Anti monopoly authority upholds fine against water company
Illustrative photo
The Czech Republic’s anti-monopoly authorities have succeeded in an
appeal case in which they levied a record 9 million crown fine against the
Pardubice based Vodovody a kanalizace (VaK), a company dealing with water
management and waste water issues. The fine, issued last December, came
after irregularities were found in a 300 million crown tender for the
modernisation of a biological water treatment facility in Semtín, just
outside the city of Pardubice. The company was accused of not revealing
just how it managed to present what the authorities described were
extremely low costs in the bidding process. Anti-monopoly authorities
argued that the tender was deficient in terms of transparency and
openness.
Vodovody a kanalizace have already signed a contract with the company they
selected in the tender process and said that they were shocked at the fine
and denied any wrongdoing. In light of the authorities upholding the fine,
the company says it may now turn to the courts.
Czech National Bank revises economic forecast
The Czech National Bank has revised its forecast for the Czech economy. On
Thursday, deputy governor Vladimír Tomšík announced that former
predictions of stagnation this year and growth of 1.9% next year had been
supplanted by an expectation that the economy will shrink by 0.9% this
year
and grow by a mere 0.8% in 2013. The Czech economy has been hit by falling
demand at home as fell as falling demand in Europe, strongly hitting the
country’s crucial export market. According to the ČNB, meaningful
growth
will not arise until 2014, when it forecasts a 2.5% expansion.

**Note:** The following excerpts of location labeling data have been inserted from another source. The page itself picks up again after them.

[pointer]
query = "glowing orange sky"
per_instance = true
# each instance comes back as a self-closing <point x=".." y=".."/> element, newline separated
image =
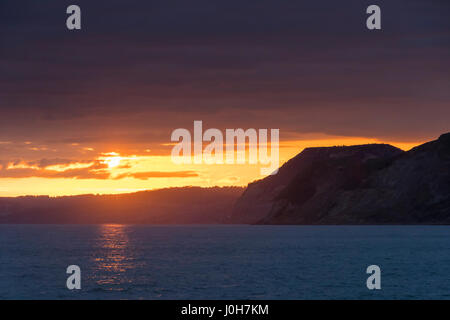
<point x="113" y="172"/>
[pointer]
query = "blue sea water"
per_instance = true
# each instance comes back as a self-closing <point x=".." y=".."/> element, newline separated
<point x="224" y="262"/>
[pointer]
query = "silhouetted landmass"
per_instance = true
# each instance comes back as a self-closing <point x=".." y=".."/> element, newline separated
<point x="366" y="184"/>
<point x="188" y="205"/>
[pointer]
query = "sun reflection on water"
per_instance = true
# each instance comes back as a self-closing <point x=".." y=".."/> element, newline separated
<point x="113" y="257"/>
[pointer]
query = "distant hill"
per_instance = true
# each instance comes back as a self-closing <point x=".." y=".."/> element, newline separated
<point x="366" y="184"/>
<point x="188" y="205"/>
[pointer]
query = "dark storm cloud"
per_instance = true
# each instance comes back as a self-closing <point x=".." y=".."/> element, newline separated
<point x="139" y="69"/>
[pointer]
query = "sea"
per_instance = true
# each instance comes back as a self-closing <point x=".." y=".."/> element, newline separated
<point x="224" y="262"/>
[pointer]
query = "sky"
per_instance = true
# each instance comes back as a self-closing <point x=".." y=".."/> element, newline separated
<point x="92" y="110"/>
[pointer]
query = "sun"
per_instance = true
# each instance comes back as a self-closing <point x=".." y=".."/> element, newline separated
<point x="113" y="160"/>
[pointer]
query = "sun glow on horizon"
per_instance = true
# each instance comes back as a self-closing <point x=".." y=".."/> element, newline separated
<point x="122" y="172"/>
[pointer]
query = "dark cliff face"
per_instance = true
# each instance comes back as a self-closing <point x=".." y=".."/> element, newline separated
<point x="367" y="184"/>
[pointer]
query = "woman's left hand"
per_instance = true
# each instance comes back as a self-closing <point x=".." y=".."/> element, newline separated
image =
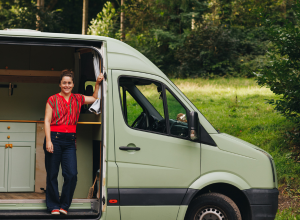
<point x="99" y="78"/>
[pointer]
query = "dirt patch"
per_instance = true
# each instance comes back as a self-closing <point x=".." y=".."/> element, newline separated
<point x="287" y="199"/>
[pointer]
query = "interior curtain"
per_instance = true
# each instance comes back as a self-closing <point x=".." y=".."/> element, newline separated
<point x="96" y="106"/>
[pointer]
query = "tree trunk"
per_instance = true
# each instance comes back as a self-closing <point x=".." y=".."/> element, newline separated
<point x="40" y="6"/>
<point x="122" y="21"/>
<point x="85" y="16"/>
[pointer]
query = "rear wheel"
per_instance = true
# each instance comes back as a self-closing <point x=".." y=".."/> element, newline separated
<point x="213" y="206"/>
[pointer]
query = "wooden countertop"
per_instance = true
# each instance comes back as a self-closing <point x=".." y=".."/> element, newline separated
<point x="32" y="121"/>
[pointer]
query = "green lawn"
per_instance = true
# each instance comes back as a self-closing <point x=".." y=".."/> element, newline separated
<point x="238" y="107"/>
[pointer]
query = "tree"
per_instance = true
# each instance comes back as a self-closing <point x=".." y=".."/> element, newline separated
<point x="283" y="74"/>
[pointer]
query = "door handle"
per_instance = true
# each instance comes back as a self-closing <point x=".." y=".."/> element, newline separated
<point x="129" y="148"/>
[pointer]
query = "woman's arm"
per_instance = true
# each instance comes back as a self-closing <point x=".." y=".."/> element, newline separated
<point x="92" y="99"/>
<point x="48" y="117"/>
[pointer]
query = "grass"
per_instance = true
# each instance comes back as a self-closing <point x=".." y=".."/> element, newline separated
<point x="288" y="214"/>
<point x="238" y="107"/>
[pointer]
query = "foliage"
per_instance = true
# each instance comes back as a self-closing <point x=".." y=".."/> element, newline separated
<point x="206" y="38"/>
<point x="283" y="74"/>
<point x="56" y="16"/>
<point x="104" y="23"/>
<point x="236" y="106"/>
<point x="25" y="14"/>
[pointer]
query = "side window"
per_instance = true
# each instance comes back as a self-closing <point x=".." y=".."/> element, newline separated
<point x="177" y="116"/>
<point x="134" y="110"/>
<point x="143" y="104"/>
<point x="146" y="104"/>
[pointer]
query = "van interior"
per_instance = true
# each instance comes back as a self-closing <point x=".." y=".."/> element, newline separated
<point x="29" y="75"/>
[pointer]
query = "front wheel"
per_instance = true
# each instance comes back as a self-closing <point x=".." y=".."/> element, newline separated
<point x="213" y="206"/>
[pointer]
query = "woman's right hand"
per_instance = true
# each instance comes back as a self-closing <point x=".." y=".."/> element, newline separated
<point x="49" y="147"/>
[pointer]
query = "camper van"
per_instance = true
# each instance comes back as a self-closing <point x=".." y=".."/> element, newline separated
<point x="149" y="154"/>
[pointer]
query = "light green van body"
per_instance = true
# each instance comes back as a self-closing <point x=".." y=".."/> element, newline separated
<point x="232" y="161"/>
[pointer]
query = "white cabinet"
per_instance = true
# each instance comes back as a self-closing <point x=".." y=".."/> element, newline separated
<point x="17" y="157"/>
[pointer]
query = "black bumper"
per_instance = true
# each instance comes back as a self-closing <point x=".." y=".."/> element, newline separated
<point x="263" y="203"/>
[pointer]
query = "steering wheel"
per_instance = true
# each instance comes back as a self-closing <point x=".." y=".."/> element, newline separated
<point x="138" y="122"/>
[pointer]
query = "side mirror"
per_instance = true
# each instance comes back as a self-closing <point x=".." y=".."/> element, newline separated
<point x="194" y="126"/>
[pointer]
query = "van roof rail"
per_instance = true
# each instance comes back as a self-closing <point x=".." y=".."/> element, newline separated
<point x="19" y="29"/>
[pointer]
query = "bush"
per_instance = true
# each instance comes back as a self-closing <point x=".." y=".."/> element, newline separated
<point x="282" y="75"/>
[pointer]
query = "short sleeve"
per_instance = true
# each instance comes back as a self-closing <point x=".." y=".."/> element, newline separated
<point x="51" y="102"/>
<point x="82" y="100"/>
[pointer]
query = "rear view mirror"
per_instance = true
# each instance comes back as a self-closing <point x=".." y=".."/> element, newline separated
<point x="194" y="126"/>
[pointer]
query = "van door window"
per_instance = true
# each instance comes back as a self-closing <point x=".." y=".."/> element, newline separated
<point x="144" y="104"/>
<point x="177" y="116"/>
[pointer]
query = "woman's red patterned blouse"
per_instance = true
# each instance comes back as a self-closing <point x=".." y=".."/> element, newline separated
<point x="65" y="114"/>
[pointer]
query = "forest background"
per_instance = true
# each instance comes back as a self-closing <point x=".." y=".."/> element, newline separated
<point x="200" y="40"/>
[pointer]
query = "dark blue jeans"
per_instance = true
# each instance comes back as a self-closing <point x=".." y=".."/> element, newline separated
<point x="64" y="154"/>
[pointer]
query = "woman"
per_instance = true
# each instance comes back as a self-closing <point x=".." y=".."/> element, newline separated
<point x="61" y="116"/>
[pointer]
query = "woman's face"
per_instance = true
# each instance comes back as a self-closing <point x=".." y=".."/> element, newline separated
<point x="66" y="85"/>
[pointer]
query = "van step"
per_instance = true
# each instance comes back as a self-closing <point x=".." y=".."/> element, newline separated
<point x="33" y="214"/>
<point x="40" y="204"/>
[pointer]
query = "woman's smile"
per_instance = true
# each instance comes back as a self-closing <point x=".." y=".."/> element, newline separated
<point x="66" y="84"/>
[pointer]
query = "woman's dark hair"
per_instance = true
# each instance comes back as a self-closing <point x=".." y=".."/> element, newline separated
<point x="68" y="73"/>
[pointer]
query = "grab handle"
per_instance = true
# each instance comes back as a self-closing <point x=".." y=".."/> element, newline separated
<point x="129" y="148"/>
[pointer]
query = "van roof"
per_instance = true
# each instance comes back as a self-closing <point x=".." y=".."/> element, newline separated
<point x="120" y="55"/>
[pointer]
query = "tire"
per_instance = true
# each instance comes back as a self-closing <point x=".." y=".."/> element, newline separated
<point x="213" y="206"/>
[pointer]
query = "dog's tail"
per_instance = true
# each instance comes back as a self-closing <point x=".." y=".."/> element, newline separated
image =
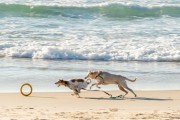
<point x="131" y="80"/>
<point x="88" y="81"/>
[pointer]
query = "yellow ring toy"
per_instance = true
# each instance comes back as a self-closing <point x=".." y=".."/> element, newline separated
<point x="26" y="84"/>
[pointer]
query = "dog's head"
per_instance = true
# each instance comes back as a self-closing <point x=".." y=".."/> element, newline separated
<point x="60" y="82"/>
<point x="92" y="74"/>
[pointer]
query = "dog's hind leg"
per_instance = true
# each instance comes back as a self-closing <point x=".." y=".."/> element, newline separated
<point x="92" y="85"/>
<point x="121" y="88"/>
<point x="130" y="90"/>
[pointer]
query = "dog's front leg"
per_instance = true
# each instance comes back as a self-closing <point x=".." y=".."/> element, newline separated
<point x="92" y="85"/>
<point x="99" y="83"/>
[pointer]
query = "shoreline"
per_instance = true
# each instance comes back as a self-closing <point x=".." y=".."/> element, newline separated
<point x="93" y="105"/>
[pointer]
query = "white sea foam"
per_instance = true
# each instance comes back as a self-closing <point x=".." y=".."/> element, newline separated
<point x="99" y="51"/>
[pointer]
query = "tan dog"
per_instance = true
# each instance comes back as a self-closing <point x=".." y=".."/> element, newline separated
<point x="105" y="78"/>
<point x="75" y="84"/>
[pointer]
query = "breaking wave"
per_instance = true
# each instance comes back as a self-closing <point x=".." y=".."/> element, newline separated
<point x="113" y="10"/>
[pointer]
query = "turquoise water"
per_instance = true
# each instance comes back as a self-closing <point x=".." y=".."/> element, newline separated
<point x="44" y="40"/>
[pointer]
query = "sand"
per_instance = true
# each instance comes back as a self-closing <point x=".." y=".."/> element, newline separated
<point x="94" y="105"/>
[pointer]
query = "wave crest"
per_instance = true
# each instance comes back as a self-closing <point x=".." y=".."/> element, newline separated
<point x="114" y="10"/>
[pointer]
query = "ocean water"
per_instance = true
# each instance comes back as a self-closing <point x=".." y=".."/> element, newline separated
<point x="42" y="41"/>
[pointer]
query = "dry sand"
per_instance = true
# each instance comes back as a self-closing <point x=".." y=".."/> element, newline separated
<point x="150" y="105"/>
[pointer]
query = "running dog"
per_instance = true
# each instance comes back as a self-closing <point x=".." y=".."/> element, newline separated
<point x="105" y="78"/>
<point x="75" y="84"/>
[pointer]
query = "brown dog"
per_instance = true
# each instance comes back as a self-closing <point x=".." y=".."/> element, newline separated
<point x="75" y="84"/>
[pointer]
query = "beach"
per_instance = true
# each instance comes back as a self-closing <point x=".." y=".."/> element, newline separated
<point x="92" y="105"/>
<point x="42" y="41"/>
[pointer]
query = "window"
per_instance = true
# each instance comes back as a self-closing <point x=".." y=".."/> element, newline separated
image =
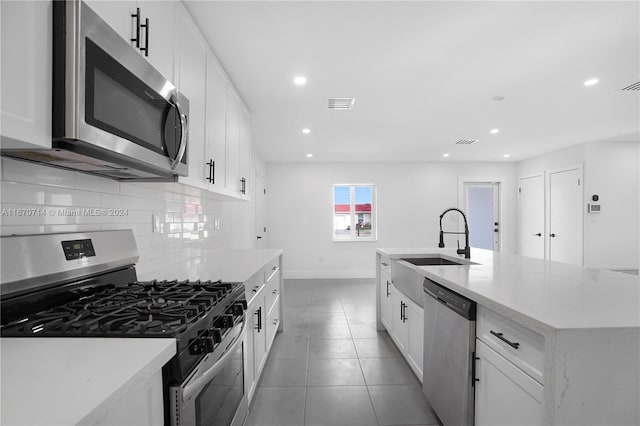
<point x="354" y="213"/>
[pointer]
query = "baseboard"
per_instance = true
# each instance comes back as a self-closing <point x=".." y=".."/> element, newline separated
<point x="327" y="274"/>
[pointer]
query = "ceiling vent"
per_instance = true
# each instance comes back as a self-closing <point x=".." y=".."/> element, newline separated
<point x="341" y="103"/>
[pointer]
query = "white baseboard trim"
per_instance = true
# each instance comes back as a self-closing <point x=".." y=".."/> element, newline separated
<point x="327" y="274"/>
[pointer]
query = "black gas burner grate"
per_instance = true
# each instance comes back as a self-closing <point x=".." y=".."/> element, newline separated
<point x="143" y="308"/>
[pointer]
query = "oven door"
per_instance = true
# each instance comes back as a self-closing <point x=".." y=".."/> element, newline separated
<point x="213" y="395"/>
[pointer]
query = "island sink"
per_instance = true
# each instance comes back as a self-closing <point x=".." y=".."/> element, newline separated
<point x="424" y="261"/>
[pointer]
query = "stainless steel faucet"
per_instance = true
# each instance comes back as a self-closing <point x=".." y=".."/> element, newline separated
<point x="467" y="250"/>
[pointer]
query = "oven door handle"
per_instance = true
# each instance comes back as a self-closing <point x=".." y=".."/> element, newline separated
<point x="194" y="388"/>
<point x="183" y="131"/>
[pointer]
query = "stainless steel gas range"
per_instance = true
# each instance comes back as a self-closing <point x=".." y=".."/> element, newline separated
<point x="85" y="285"/>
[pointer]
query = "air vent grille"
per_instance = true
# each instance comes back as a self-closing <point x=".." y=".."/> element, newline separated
<point x="341" y="103"/>
<point x="634" y="86"/>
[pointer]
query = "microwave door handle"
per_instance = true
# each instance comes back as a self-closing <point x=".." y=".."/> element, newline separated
<point x="197" y="384"/>
<point x="183" y="134"/>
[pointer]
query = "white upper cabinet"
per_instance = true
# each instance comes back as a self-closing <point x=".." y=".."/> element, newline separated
<point x="192" y="60"/>
<point x="156" y="36"/>
<point x="25" y="59"/>
<point x="216" y="143"/>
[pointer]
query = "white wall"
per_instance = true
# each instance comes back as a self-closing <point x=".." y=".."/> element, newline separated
<point x="611" y="170"/>
<point x="186" y="215"/>
<point x="410" y="199"/>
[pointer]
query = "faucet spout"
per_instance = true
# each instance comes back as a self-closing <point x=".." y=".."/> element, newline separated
<point x="466" y="250"/>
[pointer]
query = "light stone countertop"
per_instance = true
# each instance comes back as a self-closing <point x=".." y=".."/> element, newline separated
<point x="69" y="381"/>
<point x="541" y="294"/>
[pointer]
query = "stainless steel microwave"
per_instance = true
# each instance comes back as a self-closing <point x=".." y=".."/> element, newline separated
<point x="113" y="114"/>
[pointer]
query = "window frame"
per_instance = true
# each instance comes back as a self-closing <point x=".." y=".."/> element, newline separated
<point x="352" y="237"/>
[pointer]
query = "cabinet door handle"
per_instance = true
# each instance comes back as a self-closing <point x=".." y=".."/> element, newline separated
<point x="136" y="16"/>
<point x="474" y="369"/>
<point x="145" y="49"/>
<point x="500" y="336"/>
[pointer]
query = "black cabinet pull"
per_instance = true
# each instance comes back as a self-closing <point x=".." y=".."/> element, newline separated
<point x="145" y="49"/>
<point x="474" y="369"/>
<point x="501" y="337"/>
<point x="136" y="16"/>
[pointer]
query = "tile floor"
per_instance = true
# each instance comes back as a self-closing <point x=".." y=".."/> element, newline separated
<point x="331" y="367"/>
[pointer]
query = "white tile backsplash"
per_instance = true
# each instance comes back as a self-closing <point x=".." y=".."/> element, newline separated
<point x="66" y="201"/>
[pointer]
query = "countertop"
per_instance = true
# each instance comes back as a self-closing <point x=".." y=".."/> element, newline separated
<point x="547" y="296"/>
<point x="68" y="381"/>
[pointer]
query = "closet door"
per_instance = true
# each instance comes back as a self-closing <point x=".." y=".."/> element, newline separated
<point x="565" y="215"/>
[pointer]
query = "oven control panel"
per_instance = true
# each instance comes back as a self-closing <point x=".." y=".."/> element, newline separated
<point x="78" y="249"/>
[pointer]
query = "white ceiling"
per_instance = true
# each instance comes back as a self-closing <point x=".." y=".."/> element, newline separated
<point x="424" y="73"/>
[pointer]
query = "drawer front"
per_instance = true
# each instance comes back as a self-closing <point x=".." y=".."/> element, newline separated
<point x="272" y="291"/>
<point x="271" y="269"/>
<point x="520" y="345"/>
<point x="385" y="265"/>
<point x="254" y="285"/>
<point x="273" y="321"/>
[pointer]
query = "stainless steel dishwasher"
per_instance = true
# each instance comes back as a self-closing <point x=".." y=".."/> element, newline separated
<point x="449" y="346"/>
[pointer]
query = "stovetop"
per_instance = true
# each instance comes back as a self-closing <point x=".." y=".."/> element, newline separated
<point x="139" y="309"/>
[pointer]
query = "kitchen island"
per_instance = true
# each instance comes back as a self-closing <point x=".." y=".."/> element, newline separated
<point x="585" y="322"/>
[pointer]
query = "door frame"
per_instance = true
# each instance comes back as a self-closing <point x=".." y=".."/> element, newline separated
<point x="545" y="231"/>
<point x="501" y="202"/>
<point x="547" y="206"/>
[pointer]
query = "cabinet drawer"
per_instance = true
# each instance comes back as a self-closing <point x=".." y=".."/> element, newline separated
<point x="272" y="291"/>
<point x="273" y="321"/>
<point x="253" y="285"/>
<point x="385" y="265"/>
<point x="520" y="345"/>
<point x="271" y="269"/>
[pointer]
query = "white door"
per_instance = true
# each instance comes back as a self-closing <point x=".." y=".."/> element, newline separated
<point x="482" y="206"/>
<point x="531" y="216"/>
<point x="261" y="210"/>
<point x="565" y="215"/>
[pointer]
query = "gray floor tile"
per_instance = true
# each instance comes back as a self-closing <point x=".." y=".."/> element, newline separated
<point x="277" y="407"/>
<point x="401" y="405"/>
<point x="329" y="331"/>
<point x="387" y="371"/>
<point x="363" y="330"/>
<point x="284" y="372"/>
<point x="289" y="348"/>
<point x="339" y="405"/>
<point x="331" y="348"/>
<point x="334" y="372"/>
<point x="380" y="347"/>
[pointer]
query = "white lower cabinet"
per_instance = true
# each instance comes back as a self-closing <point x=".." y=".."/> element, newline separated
<point x="407" y="330"/>
<point x="505" y="395"/>
<point x="263" y="317"/>
<point x="386" y="299"/>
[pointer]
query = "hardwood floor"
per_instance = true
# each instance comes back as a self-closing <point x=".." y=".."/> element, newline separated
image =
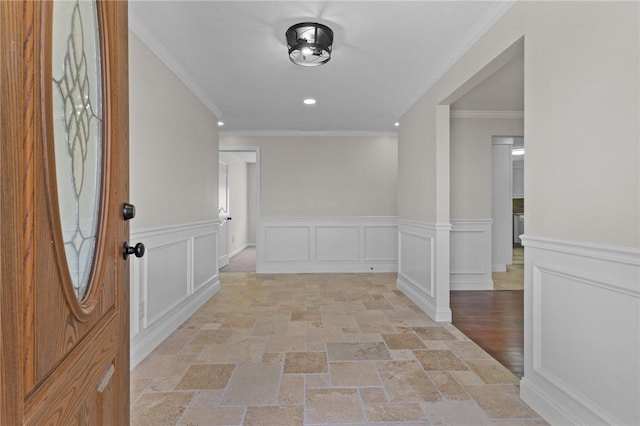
<point x="495" y="321"/>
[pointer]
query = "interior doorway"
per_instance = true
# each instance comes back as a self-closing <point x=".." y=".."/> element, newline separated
<point x="238" y="222"/>
<point x="493" y="107"/>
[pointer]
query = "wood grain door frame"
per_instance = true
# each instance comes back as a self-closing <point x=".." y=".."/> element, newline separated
<point x="30" y="393"/>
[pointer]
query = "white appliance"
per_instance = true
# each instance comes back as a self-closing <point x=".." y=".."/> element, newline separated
<point x="518" y="227"/>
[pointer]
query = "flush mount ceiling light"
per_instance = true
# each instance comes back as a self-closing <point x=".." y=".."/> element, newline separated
<point x="309" y="44"/>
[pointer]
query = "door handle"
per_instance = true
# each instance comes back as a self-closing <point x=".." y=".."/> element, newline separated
<point x="137" y="250"/>
<point x="128" y="211"/>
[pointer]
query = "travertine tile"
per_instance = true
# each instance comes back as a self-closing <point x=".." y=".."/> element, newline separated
<point x="137" y="386"/>
<point x="206" y="398"/>
<point x="309" y="349"/>
<point x="287" y="343"/>
<point x="253" y="384"/>
<point x="500" y="401"/>
<point x="377" y="304"/>
<point x="308" y="315"/>
<point x="160" y="409"/>
<point x="492" y="372"/>
<point x="393" y="412"/>
<point x="273" y="415"/>
<point x="405" y="381"/>
<point x="433" y="333"/>
<point x="467" y="378"/>
<point x="403" y="341"/>
<point x="165" y="384"/>
<point x="291" y="390"/>
<point x="468" y="350"/>
<point x="206" y="376"/>
<point x="447" y="385"/>
<point x="162" y="366"/>
<point x="439" y="360"/>
<point x="336" y="405"/>
<point x="357" y="351"/>
<point x="315" y="381"/>
<point x="372" y="395"/>
<point x="239" y="322"/>
<point x="349" y="374"/>
<point x="211" y="337"/>
<point x="459" y="413"/>
<point x="212" y="416"/>
<point x="305" y="362"/>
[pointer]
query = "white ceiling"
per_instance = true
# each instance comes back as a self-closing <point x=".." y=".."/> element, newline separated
<point x="386" y="54"/>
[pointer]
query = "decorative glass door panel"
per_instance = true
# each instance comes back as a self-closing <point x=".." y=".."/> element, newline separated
<point x="78" y="133"/>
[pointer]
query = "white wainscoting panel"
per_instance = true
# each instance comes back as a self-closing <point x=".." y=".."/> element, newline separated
<point x="287" y="243"/>
<point x="471" y="254"/>
<point x="169" y="281"/>
<point x="381" y="243"/>
<point x="423" y="266"/>
<point x="336" y="244"/>
<point x="177" y="275"/>
<point x="582" y="332"/>
<point x="204" y="249"/>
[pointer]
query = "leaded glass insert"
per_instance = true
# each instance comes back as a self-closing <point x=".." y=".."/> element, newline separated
<point x="77" y="124"/>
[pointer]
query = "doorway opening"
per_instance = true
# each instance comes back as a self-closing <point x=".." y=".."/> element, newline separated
<point x="483" y="196"/>
<point x="239" y="196"/>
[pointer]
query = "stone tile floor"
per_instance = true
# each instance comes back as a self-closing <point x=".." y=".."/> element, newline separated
<point x="320" y="349"/>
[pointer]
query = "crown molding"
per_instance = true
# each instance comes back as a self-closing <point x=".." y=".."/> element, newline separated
<point x="486" y="114"/>
<point x="142" y="32"/>
<point x="495" y="12"/>
<point x="293" y="133"/>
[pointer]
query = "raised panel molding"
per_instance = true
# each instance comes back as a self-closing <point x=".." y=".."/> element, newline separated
<point x="177" y="275"/>
<point x="325" y="245"/>
<point x="471" y="254"/>
<point x="582" y="334"/>
<point x="423" y="266"/>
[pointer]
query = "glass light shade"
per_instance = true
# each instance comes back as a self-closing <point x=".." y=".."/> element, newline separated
<point x="309" y="44"/>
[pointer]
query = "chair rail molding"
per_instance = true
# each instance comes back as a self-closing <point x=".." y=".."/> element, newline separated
<point x="327" y="244"/>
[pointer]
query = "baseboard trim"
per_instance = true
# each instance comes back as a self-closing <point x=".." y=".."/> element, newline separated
<point x="238" y="250"/>
<point x="471" y="284"/>
<point x="569" y="375"/>
<point x="547" y="407"/>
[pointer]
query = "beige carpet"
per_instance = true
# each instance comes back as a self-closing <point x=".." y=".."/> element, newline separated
<point x="513" y="279"/>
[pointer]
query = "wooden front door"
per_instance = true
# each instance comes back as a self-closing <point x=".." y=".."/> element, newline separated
<point x="64" y="303"/>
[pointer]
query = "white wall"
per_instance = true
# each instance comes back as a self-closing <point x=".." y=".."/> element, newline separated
<point x="252" y="201"/>
<point x="582" y="185"/>
<point x="174" y="146"/>
<point x="328" y="203"/>
<point x="325" y="176"/>
<point x="173" y="183"/>
<point x="238" y="197"/>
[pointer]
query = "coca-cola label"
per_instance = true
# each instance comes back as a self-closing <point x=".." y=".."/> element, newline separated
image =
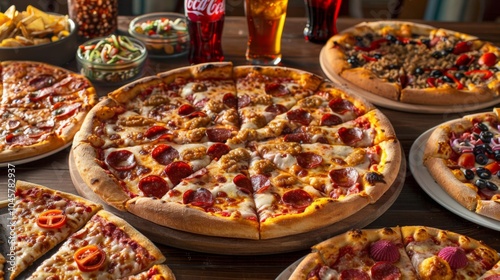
<point x="205" y="10"/>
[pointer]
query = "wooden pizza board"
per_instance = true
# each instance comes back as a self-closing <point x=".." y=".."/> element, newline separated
<point x="237" y="246"/>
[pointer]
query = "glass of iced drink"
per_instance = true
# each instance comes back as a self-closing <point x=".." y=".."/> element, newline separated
<point x="265" y="19"/>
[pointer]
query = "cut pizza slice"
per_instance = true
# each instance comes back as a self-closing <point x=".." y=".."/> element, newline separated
<point x="264" y="92"/>
<point x="107" y="248"/>
<point x="47" y="216"/>
<point x="157" y="272"/>
<point x="217" y="199"/>
<point x="337" y="170"/>
<point x="148" y="170"/>
<point x="358" y="254"/>
<point x="442" y="254"/>
<point x="34" y="85"/>
<point x="287" y="206"/>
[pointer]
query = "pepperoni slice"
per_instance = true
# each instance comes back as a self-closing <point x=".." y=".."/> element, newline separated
<point x="65" y="110"/>
<point x="385" y="271"/>
<point x="340" y="106"/>
<point x="276" y="89"/>
<point x="153" y="186"/>
<point x="40" y="94"/>
<point x="185" y="110"/>
<point x="155" y="132"/>
<point x="243" y="183"/>
<point x="350" y="136"/>
<point x="196" y="114"/>
<point x="299" y="116"/>
<point x="330" y="120"/>
<point x="299" y="199"/>
<point x="357" y="274"/>
<point x="121" y="160"/>
<point x="243" y="101"/>
<point x="178" y="170"/>
<point x="230" y="100"/>
<point x="89" y="258"/>
<point x="217" y="150"/>
<point x="200" y="197"/>
<point x="345" y="177"/>
<point x="164" y="154"/>
<point x="300" y="137"/>
<point x="13" y="124"/>
<point x="218" y="134"/>
<point x="260" y="183"/>
<point x="309" y="160"/>
<point x="276" y="109"/>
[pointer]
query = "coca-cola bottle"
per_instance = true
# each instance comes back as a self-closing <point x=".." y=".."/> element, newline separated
<point x="205" y="20"/>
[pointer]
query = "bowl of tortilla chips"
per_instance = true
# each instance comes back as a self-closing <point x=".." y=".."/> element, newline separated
<point x="37" y="36"/>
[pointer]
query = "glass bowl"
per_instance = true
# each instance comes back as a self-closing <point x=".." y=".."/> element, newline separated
<point x="57" y="53"/>
<point x="164" y="34"/>
<point x="112" y="68"/>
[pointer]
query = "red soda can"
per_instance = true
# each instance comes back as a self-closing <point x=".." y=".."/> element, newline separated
<point x="205" y="20"/>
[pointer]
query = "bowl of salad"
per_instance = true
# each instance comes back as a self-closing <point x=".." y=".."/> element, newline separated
<point x="164" y="34"/>
<point x="113" y="59"/>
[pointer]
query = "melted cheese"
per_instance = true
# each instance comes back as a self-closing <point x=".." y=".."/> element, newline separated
<point x="119" y="255"/>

ČNB also keeps interest rates at 0.5%
And staying with the Czech National Bank, the institution has also
announced that it will maintain record low interest rates at 0.5%. The
move
comes amidst concerns of a stagnation, and concerns also abound over
Europe’s ability to decisively address the debt crises affecting the
eurozone. On the plus side, the ČNB’s decision not to further reduce
rates – which were last cut from 0.75% to 0.5% at the end of June - is
viewed by analysts as a sign that the Czech economy is not in such a
troubled spot that a rate reduction is viewed as necessary. European
Central Bank interest rates, meanwhile, are being held at 0.75%.